Behavior Design once again reunites with The Museum of Modern Art (MoMA),New York, to create the online companion piece and interactive touch screen kiosks for their latest exhibition, Kirchner and the Berlin Street.
The show brings together German expressionist painter Ernst Ludwig Kirchner's renowned Street Scenes series with 60 related prints and drawings.
The Kirchner project is the third major initiative Behavior Design has undertaken for MoMA, contributing the interactive components for both, Georges Seurat: The Drawings and Beyond the Visible, and The Art of Odilon Redon.
This latest collaboration addresses the growing contribution of digital media to viewing and experiencing art.

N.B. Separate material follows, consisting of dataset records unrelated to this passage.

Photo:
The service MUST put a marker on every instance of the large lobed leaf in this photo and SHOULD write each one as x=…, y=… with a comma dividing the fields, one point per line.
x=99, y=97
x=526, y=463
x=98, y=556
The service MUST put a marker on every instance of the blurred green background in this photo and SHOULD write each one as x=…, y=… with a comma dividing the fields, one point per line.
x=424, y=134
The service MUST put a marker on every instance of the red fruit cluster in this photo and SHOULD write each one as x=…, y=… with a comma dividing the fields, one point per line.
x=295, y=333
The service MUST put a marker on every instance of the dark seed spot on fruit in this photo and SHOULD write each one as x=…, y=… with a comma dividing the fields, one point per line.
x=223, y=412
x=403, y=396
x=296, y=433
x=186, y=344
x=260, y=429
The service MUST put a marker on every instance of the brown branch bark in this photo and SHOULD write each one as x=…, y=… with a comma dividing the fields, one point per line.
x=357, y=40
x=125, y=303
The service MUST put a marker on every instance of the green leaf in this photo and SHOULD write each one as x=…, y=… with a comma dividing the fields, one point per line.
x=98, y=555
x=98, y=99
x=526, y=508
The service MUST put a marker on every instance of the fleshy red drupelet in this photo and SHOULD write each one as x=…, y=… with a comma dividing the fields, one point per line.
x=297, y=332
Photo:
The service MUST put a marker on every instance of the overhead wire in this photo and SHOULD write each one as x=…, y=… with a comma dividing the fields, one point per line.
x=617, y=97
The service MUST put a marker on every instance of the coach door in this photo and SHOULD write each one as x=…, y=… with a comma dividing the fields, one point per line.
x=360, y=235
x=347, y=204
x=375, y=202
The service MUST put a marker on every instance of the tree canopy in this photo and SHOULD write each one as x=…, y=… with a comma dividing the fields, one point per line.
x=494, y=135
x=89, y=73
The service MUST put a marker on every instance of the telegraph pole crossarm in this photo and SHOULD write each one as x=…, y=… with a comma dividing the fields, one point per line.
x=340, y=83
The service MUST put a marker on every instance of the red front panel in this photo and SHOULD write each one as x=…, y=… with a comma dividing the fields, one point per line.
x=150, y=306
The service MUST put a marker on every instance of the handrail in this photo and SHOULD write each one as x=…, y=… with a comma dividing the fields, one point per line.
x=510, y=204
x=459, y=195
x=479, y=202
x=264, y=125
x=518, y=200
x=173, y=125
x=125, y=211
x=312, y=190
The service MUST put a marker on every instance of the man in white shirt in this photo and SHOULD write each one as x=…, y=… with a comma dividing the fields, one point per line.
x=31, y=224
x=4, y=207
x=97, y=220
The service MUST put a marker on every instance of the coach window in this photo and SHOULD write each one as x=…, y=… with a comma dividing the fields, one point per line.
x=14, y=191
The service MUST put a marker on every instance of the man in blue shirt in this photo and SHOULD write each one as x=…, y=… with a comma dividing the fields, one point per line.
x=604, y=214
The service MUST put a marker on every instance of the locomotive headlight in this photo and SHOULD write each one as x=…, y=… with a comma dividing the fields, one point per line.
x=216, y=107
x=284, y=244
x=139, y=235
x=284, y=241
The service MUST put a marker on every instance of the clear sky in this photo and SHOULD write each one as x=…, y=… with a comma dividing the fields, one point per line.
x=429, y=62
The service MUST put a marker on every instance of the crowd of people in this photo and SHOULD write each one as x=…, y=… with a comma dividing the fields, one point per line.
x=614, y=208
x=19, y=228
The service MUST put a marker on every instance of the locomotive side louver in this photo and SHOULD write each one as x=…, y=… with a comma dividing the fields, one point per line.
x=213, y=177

Behavior used the Kirchner project to expand their ongoing initiatives to innovatively integrate technology with art and worked closely with the MoMA team to develop inspired concepts and solutions.
Originally schooled in architecture, Kirchner rebelled and evolved his painting style through erratic and energetic compositions.
These contradictions carry into the site's design themes.
From the playful typographic scale and color relationships, to the juxtaposition and comparisons of form and details, the site reaches in and taps into the idiosyncracies of Kirchner himself, bringing his expressions to life.
Behavior sets the thematic tone by contextually super-imposing one of Kirchner's masterful color paintings over a faded image of a busy Berlin street corner.